The same constraint applies to chrome.alarms.onAlarm, chrome.tabs.onUpdated, chrome.action.onClicked, and every other event source. Register all listeners synchronously at the top level, always, even if the handler itself needs async data to do its work. The handler can await; the registration cannot.

The canonical documentation for this pattern is in the Chrome MV3 service worker lifecycle guide, which explains the registration window in more detail than any blog post will. Read it once. The constraint is a few paragraphs but it will save you a full debugging session.

Lesson 3: State that used to live in setInterval now needs the alarms API

The setInterval and setTimeout APIs work inside a service worker. They do not work across the service worker's lifetime boundary. If you set a 5-minute interval inside the worker, it fires correctly - until the worker is terminated after 30 idle seconds. The next wake starts a fresh module execution; the interval is gone.

I hit this when I had a background polling loop that was supposed to check an external status endpoint every two minutes. It worked for the first two checks, then stopped. The interval was set at module load, ran twice, and the third firing never happened because the worker was terminated before the two-minute mark.

The fix is chrome.alarms, which is the platform-level timer that survives service worker restarts. The browser persists alarms in its own scheduler and wakes the service worker when they fire.
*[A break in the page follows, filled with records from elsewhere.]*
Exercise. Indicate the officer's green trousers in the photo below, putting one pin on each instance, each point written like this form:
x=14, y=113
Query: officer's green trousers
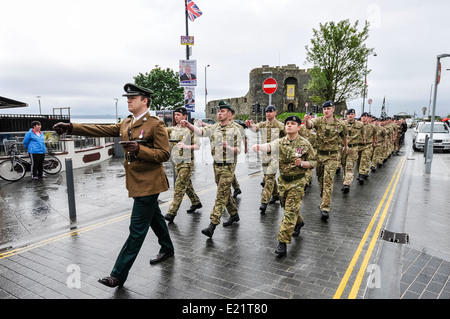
x=145, y=214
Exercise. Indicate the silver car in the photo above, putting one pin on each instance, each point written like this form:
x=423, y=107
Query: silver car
x=441, y=136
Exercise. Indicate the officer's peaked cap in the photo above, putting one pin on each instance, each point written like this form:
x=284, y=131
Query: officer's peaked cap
x=135, y=90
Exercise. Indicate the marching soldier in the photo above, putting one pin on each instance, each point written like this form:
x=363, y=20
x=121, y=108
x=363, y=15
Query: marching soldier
x=330, y=135
x=296, y=155
x=225, y=140
x=183, y=159
x=271, y=129
x=146, y=143
x=366, y=148
x=355, y=137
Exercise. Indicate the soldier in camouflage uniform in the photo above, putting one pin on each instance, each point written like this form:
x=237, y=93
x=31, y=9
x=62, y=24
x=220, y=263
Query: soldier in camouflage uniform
x=330, y=135
x=270, y=130
x=366, y=148
x=295, y=156
x=310, y=135
x=356, y=132
x=225, y=140
x=183, y=159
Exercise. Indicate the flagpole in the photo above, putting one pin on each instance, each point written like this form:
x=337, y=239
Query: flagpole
x=187, y=30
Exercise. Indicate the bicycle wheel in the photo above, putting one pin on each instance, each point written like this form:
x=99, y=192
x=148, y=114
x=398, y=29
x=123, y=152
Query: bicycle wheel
x=52, y=165
x=12, y=172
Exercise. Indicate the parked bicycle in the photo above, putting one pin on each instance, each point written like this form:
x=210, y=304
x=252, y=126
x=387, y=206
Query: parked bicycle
x=15, y=168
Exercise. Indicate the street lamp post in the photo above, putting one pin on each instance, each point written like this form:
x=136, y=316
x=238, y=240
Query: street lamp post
x=365, y=80
x=39, y=100
x=206, y=90
x=430, y=145
x=117, y=119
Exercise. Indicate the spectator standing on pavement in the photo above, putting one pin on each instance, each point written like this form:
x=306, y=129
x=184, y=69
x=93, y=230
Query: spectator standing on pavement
x=146, y=145
x=225, y=140
x=295, y=156
x=330, y=135
x=34, y=141
x=270, y=130
x=183, y=159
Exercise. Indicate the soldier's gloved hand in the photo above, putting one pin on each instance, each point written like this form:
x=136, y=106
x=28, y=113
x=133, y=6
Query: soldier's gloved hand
x=132, y=147
x=62, y=128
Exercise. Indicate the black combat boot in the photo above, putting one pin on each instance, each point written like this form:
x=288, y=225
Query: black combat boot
x=297, y=228
x=209, y=231
x=281, y=249
x=233, y=218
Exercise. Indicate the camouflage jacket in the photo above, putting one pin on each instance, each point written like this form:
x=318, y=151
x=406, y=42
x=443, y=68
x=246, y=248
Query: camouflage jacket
x=218, y=134
x=329, y=135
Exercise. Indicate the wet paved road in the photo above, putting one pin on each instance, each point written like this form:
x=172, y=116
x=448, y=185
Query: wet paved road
x=343, y=258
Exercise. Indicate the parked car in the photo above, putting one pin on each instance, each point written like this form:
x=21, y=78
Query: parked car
x=441, y=136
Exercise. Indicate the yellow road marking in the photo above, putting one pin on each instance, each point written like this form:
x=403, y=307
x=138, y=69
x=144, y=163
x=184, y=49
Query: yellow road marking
x=355, y=258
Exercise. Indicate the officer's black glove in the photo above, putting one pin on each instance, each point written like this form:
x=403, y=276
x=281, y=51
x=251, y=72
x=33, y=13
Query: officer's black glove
x=62, y=128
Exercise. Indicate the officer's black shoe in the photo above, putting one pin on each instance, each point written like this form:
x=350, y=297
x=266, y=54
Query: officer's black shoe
x=281, y=249
x=297, y=228
x=237, y=192
x=169, y=217
x=194, y=207
x=233, y=218
x=274, y=199
x=324, y=214
x=209, y=231
x=345, y=189
x=262, y=208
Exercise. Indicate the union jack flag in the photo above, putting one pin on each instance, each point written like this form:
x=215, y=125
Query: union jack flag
x=192, y=10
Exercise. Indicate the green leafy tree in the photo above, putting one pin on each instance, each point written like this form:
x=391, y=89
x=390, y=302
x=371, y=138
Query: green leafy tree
x=165, y=85
x=338, y=54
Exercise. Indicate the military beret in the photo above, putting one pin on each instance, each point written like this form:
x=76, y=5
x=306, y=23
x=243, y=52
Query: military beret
x=135, y=90
x=328, y=104
x=271, y=108
x=224, y=105
x=181, y=110
x=293, y=118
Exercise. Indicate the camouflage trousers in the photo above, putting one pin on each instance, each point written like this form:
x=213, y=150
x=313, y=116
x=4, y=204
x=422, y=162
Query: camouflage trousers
x=183, y=185
x=378, y=154
x=223, y=175
x=349, y=162
x=270, y=185
x=291, y=194
x=326, y=170
x=365, y=159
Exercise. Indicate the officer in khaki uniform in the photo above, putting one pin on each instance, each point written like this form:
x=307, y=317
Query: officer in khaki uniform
x=146, y=145
x=295, y=156
x=330, y=135
x=356, y=132
x=183, y=159
x=225, y=140
x=270, y=130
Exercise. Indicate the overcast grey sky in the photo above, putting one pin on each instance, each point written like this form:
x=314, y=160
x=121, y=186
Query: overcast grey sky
x=81, y=53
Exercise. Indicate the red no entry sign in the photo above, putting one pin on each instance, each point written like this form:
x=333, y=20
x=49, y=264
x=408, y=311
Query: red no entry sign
x=270, y=86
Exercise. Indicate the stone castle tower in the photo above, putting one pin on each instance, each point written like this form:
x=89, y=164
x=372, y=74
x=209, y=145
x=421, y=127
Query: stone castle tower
x=290, y=95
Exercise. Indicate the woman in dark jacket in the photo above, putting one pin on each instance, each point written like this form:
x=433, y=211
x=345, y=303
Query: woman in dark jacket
x=34, y=141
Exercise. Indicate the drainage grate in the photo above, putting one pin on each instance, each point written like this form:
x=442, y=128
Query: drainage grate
x=400, y=238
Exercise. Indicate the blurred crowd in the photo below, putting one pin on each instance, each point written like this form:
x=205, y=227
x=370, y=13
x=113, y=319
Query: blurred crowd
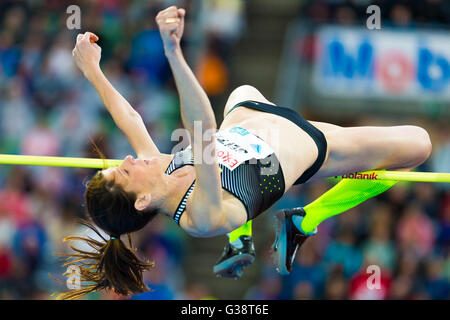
x=394, y=13
x=48, y=108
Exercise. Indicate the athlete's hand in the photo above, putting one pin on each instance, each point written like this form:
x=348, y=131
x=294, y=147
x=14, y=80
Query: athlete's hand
x=171, y=25
x=87, y=53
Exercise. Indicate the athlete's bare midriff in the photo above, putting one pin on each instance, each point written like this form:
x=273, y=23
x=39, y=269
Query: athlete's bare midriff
x=294, y=148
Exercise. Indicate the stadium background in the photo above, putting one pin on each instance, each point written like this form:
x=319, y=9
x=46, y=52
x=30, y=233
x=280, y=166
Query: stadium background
x=48, y=108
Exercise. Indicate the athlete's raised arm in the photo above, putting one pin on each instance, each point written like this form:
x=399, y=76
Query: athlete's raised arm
x=87, y=57
x=205, y=213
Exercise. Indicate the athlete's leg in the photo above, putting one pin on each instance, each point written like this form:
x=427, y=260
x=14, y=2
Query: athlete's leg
x=376, y=149
x=402, y=147
x=239, y=251
x=367, y=148
x=237, y=254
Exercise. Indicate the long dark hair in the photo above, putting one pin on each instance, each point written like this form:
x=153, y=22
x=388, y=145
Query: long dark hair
x=112, y=265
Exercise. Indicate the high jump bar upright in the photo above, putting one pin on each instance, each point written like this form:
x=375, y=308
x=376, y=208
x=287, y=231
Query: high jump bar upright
x=105, y=163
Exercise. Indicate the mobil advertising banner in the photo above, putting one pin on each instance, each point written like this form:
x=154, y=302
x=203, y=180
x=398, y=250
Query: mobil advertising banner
x=389, y=63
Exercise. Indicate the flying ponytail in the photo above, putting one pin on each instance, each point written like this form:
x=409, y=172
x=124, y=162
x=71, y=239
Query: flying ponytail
x=111, y=266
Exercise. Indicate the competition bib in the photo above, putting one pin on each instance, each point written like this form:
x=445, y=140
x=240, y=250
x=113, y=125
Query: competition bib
x=237, y=145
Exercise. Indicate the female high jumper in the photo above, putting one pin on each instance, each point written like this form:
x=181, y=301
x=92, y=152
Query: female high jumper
x=226, y=177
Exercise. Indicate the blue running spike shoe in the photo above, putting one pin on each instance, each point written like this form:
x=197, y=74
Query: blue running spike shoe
x=288, y=238
x=234, y=260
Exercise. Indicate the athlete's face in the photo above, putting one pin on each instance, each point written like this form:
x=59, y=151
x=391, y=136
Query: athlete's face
x=137, y=175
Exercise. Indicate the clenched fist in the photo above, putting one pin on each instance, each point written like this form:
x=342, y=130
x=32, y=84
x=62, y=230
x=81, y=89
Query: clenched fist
x=171, y=25
x=87, y=53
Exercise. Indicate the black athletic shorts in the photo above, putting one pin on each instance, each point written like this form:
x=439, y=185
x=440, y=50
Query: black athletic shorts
x=296, y=118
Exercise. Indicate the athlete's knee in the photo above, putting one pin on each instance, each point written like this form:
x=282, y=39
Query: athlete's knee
x=422, y=146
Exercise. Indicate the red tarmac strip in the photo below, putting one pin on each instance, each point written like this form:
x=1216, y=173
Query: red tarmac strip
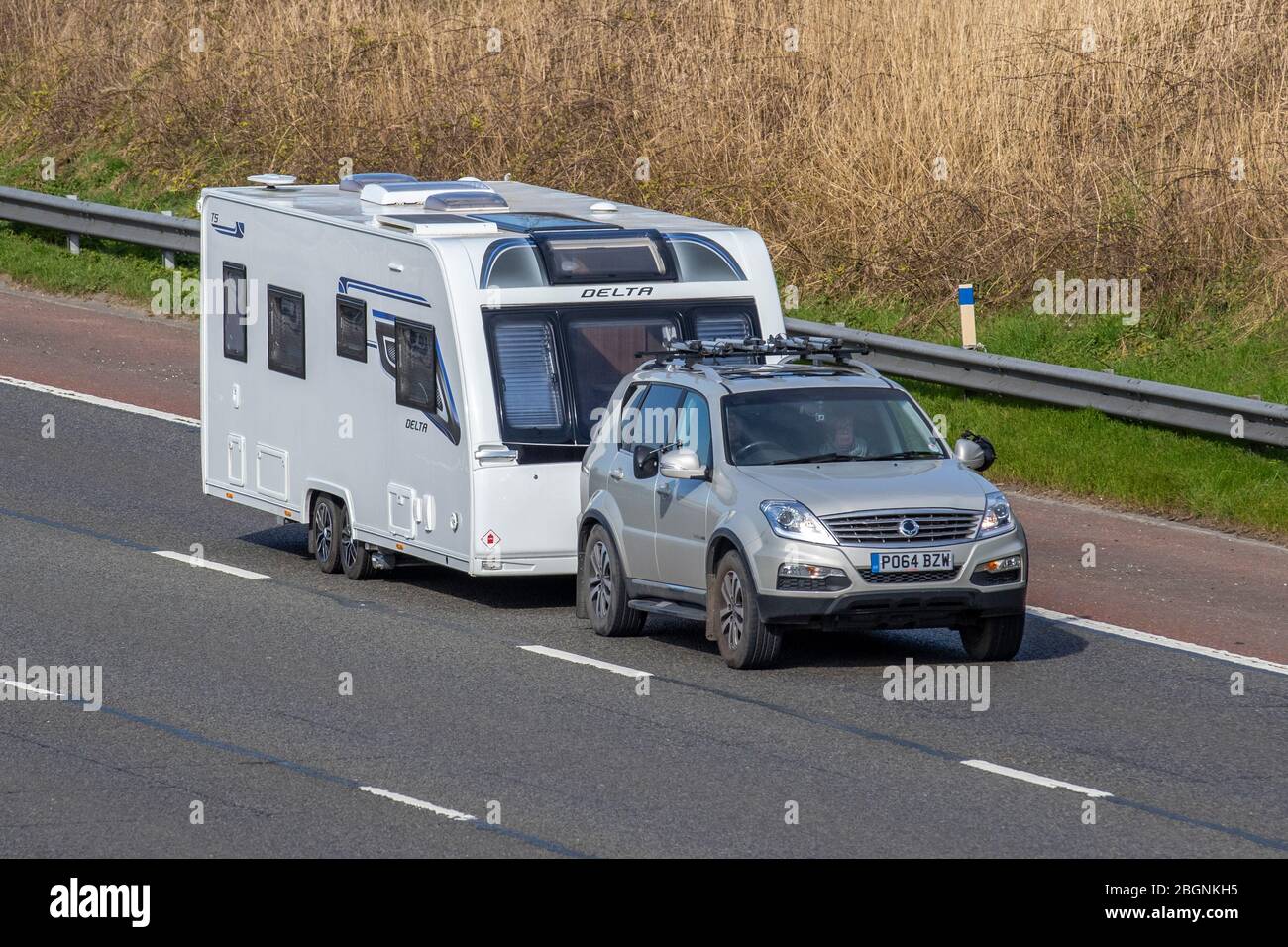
x=1184, y=582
// Create the alarm once (check it does not already exist to avoid duplication)
chrome.alarms.get("status-poll", (existing) => {
  if (!existing) {
    chrome.alarms.create("status-poll", { periodInMinutes: 2 });
  }
});

// Handle it with a listener registered at top level
chrome.alarms.onAlarm.addListener((alarm) => {
  if (alarm.name === "status-poll") {
    checkStatus();
  }
});

The alarm persists until you clear it with chrome.alarms.clear("status-poll"), even across browser restarts. The handler runs on each wake triggered by the alarm. The worker does its work, goes idle, gets terminated, and the next alarm fires cleanly on schedule.
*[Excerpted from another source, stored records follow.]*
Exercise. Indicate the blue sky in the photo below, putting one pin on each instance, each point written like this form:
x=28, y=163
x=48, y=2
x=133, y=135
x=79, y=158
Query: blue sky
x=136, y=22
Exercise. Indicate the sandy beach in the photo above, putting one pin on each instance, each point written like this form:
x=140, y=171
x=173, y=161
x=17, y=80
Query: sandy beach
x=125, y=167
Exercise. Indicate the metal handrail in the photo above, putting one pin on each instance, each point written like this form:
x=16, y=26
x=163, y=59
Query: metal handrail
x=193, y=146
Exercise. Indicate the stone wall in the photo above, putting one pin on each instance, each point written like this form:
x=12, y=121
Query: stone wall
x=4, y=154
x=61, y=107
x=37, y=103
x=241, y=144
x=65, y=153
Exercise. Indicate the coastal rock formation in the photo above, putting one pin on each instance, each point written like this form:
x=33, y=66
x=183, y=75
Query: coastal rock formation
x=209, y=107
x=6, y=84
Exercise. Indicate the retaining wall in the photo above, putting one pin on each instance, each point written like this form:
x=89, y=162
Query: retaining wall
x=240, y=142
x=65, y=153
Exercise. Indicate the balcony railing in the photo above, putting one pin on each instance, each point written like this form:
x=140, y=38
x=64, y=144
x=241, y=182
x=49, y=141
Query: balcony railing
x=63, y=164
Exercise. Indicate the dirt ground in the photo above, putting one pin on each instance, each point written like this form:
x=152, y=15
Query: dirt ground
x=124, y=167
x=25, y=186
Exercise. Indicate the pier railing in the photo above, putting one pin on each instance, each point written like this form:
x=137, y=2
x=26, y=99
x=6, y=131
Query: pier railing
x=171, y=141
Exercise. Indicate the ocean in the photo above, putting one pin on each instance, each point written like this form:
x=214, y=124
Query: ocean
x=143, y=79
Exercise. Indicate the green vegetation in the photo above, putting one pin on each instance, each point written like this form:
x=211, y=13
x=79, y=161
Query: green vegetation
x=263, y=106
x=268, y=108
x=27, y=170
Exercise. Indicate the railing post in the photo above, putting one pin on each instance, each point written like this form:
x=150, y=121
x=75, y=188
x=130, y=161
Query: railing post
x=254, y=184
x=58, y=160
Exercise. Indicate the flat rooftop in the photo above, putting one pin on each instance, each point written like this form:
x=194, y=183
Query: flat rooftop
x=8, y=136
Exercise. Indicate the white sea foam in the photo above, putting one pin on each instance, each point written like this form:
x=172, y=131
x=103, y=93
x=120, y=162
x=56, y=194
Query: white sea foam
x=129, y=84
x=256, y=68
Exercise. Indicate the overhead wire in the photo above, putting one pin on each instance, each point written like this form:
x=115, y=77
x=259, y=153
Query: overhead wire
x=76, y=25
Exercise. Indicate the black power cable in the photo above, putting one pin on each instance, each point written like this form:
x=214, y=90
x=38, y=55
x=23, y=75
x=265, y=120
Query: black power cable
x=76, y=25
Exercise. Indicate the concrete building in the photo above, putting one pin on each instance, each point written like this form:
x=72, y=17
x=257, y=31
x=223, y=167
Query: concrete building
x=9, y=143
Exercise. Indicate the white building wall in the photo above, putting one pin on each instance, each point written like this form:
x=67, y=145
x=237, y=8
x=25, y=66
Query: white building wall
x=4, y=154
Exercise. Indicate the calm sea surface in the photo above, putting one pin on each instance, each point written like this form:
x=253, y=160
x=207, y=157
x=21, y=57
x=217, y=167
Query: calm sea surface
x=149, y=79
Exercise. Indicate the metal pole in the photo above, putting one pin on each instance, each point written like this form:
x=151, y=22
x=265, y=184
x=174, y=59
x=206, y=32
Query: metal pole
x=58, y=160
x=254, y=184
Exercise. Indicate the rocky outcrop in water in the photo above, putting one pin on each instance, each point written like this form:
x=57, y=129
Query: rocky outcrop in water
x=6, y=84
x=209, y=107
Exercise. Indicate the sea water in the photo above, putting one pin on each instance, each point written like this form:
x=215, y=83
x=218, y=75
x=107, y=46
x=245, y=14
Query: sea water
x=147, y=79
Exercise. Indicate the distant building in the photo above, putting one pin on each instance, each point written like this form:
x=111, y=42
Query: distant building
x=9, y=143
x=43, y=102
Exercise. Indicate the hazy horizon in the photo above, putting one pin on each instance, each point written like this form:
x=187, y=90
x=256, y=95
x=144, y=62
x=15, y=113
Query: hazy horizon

One gotcha: chrome.alarms has a minimum period of 1 minute in production extensions (the limit is relaxed during development). If you need sub-minute intervals, the architecture is different - you need to keep the worker alive via another mechanism, or redesign the feature to not require sub-minute background activity.

The general rule for anything that used setInterval or setTimeout with a long duration in an MV2 background page: replace it with chrome.alarms. For short-duration timeouts inside a single event handler that completes well within the 30-second window, plain setTimeout is fine - the worker will not be terminated while it is actively handling an event chain.

The one-line rule

After two years of MV3 development and several extensions shipped, the mental model I use is this: the background service worker is a stateless event handler that can die at any instant between events.
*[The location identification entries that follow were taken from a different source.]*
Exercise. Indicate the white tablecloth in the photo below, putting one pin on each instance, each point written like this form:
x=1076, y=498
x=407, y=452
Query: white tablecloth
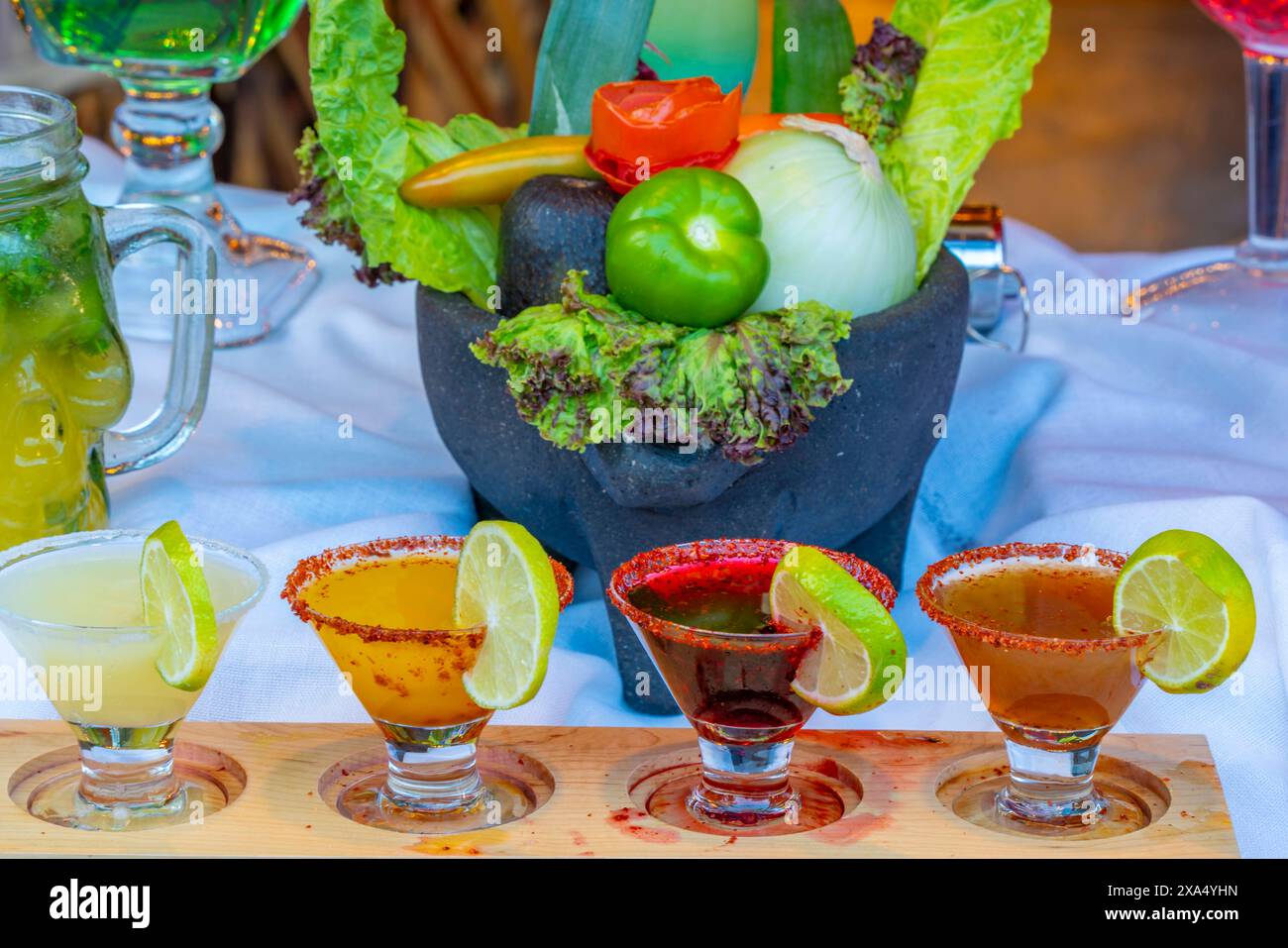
x=1102, y=434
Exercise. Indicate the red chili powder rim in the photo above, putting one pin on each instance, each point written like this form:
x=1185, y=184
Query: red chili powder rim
x=313, y=569
x=938, y=574
x=644, y=566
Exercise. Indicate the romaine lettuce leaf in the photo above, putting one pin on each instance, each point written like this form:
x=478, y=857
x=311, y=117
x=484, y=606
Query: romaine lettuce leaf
x=356, y=55
x=979, y=62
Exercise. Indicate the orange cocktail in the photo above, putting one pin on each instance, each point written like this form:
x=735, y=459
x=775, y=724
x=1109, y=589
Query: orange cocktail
x=385, y=612
x=397, y=673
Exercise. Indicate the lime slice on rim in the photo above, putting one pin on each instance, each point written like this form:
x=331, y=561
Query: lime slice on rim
x=861, y=652
x=176, y=600
x=503, y=582
x=1188, y=586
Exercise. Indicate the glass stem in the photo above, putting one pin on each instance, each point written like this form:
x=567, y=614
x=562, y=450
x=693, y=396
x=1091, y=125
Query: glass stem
x=1266, y=81
x=745, y=784
x=1051, y=786
x=436, y=780
x=167, y=136
x=115, y=777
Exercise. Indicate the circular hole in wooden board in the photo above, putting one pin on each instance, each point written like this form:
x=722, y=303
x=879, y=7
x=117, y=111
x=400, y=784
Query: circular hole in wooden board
x=516, y=782
x=46, y=788
x=828, y=792
x=969, y=786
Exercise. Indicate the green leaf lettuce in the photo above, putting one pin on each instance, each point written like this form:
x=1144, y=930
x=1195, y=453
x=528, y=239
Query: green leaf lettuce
x=372, y=146
x=979, y=62
x=748, y=385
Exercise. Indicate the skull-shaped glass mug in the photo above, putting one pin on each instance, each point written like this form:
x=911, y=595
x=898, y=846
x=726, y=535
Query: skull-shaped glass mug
x=64, y=371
Write code for that model. Register listeners synchronously. Read state from storage, not from module scope. Use chrome.alarms for anything that needs to happen on a schedule. Avoid patterns that assume the worker is alive between the event that set up state and the event that needs to read it.

The MV2 background page model was easy to reason about because it matched the mental model of a normal long-running program. The MV3 model matches the mental model of a serverless function - it wakes, it handles one event, it may die. The debugging difficulty is that MV3 code running under dev tools often does not die because the inspector keeps the worker alive. Your tests need to account for that. Close the extension inspector before testing lifecycle behavior. Add artificial idle time. Test against the environment the worker will actually run in, not the environment that is convenient to inspect.

The Chrome service workers documentation is thorough and accurate. The three lessons above are the ones that were not obvious from reading the docs the first time - they became obvious only after debugging sessions that would have been shorter if I had internalized the stateless-handler model from the start.